February 21, 2019 0 Comments

A short and sweet story I’ve long told myself goes something like this: you’re not a writer. There is a long list of reasons for this assertion. People are born writers. I’m not that clever. I already have a so-called profession. Also, writing is really hard for me. It’s a slog. Agonizingly so.

That keeps me from this page, from my field notes and the pleasure of backyard wayfinding. It has also kept me from a project I desperately want to launch, bringing the City of Women map to life. That effort will take a whole bunch of writing, consistently and publicly. I’d best get my act together! Enter Patti Digh’s VerbTribe writing class. I’ve written every day since January 23rd, more than 5,000 words. They have been shared with three others and only on a private platform.

Today that changes. I have been challenged to stretch and share a piece of my VerbTribe writing with the world.

This isn’t the content I envisioned for Travel Deeper. Fictionalized, third person storytelling. A stretch, and there’s fear in being seen.

Patti asserts: Your work won’t be fully realized until it’s shared.

Yes, indeed. Here we go.
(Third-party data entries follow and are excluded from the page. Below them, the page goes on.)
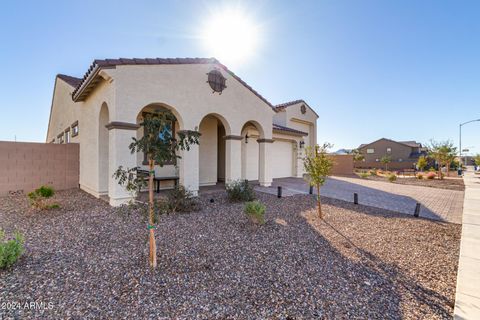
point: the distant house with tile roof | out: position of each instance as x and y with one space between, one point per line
403 154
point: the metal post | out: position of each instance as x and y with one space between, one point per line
417 210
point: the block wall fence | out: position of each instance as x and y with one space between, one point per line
25 166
Enjoy.

They fill the third shelf of the ordinary IKEA piece. Billy, they call the bookshelf, as if he were a comfortable old friend. Billy, not William. She sits at the knockoff mid-century modern table in an authentic Saarinen chair. One of the few things she’s kept from The Great Leaving, the chair was a lucky find from an upstate New York auction house. It’s been meticulously restored in a bright orange fabric that’s rather scratchy. That was another lifetime ago, their auctioning days. It’s just a hobby and we need one living in this place, he says with a shrug and a sweep of the arm.
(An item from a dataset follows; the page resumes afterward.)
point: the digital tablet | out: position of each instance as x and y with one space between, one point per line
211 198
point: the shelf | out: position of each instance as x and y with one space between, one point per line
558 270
This place was the banality of suburbia.

She went along, as she was prone to do when it came to him, but knew better. This was just one addiction bleeding into another. In time, a storage unit had to be rented to house all the furniture and art bought in jumbled up lots. Amid captain’s desk and oriental rugs, the nameless landscapes and pedestrian pencil drawings, he did find one painting worth thousands. Everything else he eventually resold. All but her orange chairs.
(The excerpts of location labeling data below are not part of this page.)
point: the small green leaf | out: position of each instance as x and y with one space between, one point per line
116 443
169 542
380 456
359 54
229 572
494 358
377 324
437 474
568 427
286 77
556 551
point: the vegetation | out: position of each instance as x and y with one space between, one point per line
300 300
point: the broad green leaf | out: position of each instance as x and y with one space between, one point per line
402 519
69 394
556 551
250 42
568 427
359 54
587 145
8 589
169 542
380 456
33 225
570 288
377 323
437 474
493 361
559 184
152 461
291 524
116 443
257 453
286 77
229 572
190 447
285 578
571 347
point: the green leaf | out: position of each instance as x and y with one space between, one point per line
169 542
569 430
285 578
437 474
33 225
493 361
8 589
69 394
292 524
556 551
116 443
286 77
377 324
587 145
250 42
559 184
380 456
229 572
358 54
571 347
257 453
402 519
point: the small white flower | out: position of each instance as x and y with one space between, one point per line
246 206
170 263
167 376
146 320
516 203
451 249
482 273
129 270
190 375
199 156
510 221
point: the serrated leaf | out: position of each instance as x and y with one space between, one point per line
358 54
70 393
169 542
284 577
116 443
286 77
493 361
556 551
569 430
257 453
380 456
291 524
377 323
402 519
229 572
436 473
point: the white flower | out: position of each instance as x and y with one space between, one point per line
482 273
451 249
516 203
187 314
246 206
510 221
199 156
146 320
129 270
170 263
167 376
Her back is turned away from Billy and his contents, shoulders slouched, legs crossed at the ankles. The falling snow goes unnoticed. She tries to dislodge this needless reminiscing with the shake of her head. Beneath the framed photos, the bowl of smooth beach stones, the wooden Frida and Go Fund Me RGB action figure lies the source of her discontent. My own paradise lost, she mumbles bitterly. This momentary anger replaced with regret as she stands abruptly and slides a hand down the row of pristine blank journals. The utilitarian Muji notebooks bright with yellows, reds and blues, their slim spines taut; the supple black of the Moleskine calendars; a pair of whimsical recycled leather planners that implore: “do something good today” and “do more of what makes you happy.” This is the story of my life, she laments, the empty page as unfulfilled promise. The familiar drum of should haves and recrimination now beats in her chest.

Begin again, the blue Buddha urges from the top shelf. But she can’t meet his eye any more than she can face herself on the page.